PhotoPhoto 米国および世界で規模の拡大が著しいAndroid端末。そのAndroidで反転攻勢をかける

 おサイフケータイへの対応は「これがないばかりに2台持ちにしないといけなくなってしまう」と田中氏。1台持ち用の端末には不可欠ということで、こだわりを持ち開発を進めた。リリース当初はモバイルWAONと量販店系の一部のポイントカードのみ対応となるが、2010年12月以降にANAやJALの会員証/マイレージカード、マクドナルドの「かざす会員証」などのサービスもスタート予定。2011年1月にはEdyが、3月以降にはQUICPayが、そしてSuicaも2011年上期中に対応を予定している。

 またauケータイで好評のサービスも、IS03向けに積極的に展開する。サービス開始が待たれる音楽サービス「LISMO!」はIS03向けにも専用アプリを提供。今聞いている音楽をIS03用のプレイリストに逐次登録していける「ジュークボックス」機能なども用意する。またau oneナビウォークも、キーボードがない縦画面のIS03に合わせてユーザーインタフェースをリニューアルし、より使いやすいサービスになるよう開発中だ。

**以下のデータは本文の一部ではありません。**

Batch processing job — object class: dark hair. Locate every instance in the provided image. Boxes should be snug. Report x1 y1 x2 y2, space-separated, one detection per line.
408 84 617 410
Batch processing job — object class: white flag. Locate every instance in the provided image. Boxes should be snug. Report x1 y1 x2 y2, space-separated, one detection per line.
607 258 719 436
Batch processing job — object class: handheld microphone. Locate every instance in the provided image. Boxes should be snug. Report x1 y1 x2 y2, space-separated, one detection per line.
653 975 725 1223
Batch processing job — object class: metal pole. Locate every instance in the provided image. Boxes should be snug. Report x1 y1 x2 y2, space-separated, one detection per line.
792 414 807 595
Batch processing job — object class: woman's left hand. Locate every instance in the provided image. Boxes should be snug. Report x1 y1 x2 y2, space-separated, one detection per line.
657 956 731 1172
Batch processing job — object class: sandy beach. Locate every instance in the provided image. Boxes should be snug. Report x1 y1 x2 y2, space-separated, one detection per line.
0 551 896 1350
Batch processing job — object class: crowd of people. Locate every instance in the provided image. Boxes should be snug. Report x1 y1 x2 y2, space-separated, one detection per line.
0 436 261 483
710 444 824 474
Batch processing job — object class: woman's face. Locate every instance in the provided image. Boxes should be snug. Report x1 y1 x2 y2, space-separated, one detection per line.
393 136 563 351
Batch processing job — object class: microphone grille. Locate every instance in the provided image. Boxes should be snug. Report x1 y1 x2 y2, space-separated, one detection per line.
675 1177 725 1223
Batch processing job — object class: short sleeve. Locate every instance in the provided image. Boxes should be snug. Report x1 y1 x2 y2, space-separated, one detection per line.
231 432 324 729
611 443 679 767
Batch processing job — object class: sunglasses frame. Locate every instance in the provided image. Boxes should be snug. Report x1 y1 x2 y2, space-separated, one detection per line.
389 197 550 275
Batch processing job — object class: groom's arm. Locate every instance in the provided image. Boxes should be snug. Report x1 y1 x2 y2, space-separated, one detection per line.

Photo au oneナビウォークやLISMO!といった、auケータイで人気のサービスもAndroid上で展開していく

 OSはAndroid 2.1を採用しているが、2.2へのアップデートを予定しているという。

auらしさを出すための備えも

 Androidを搭載したスマートフォンは、OSが共通のものになるため、機能面でどうしても似通ったものになってしまいがちだ。特にグローバルモデルはその傾向が強く、キャリアのサービスには対応しないものも多く出てきている。またOSのアップデートを行うことを前提にすると、固有のアプリケーションを搭載することでアップデートが難しくなるという側面もある。そのような状況の中で、auとしてAndroidスマートフォンにどのような特徴を持たせ、auとしてのこだわりをどう出していくのか、というのは今後の大きな課題になる。

Photo 10月18日にはauケータイとauスマートフォン秋冬モデルの新ラインアップを発表する

 質疑応答でKDDI コンシューマ事業本部 サービス・プロダクト企画本部長の増田和彦氏は「今までのケータイはキャリアごとに個別の端末として開発されたエクスクルーシブなモデルだったが、オープン化の時代のスマートフォンは当然そうではなくなる。具体的にどうやって差別化していくかは、10月18日に予定している秋冬モデルの発表会を待っていただきたいが、auらしさを体感していただける準備をしている」と話した。このあとにもKDDIにはスマートフォンおよびケータイの新ラインアップが控えており、そこで「auらしさ」を改めてアピールする考えだ。18日の発表会では「禁断のアプリケーションも用意している」と田中氏から意味深な発言もあった。

 なおIS01やIS02向けには、2台目需要を喚起するために大胆な割引き策を打っていたKDDIだが、IS03向けの新たな割引き策については改めて発売前に発表するという。

 「今日は気合いを入れてauの本気度を示した。IS03で秋商戦のauの本気度を見てもらいたい」(田中氏)

 発表会中、何度も「本気」という言葉を強調した田中氏。auのAndroidスマートフォンの真打ちとして登場するIS03は、スマートフォン市場攻略の足がかりとしての大きな役割を担って登場する。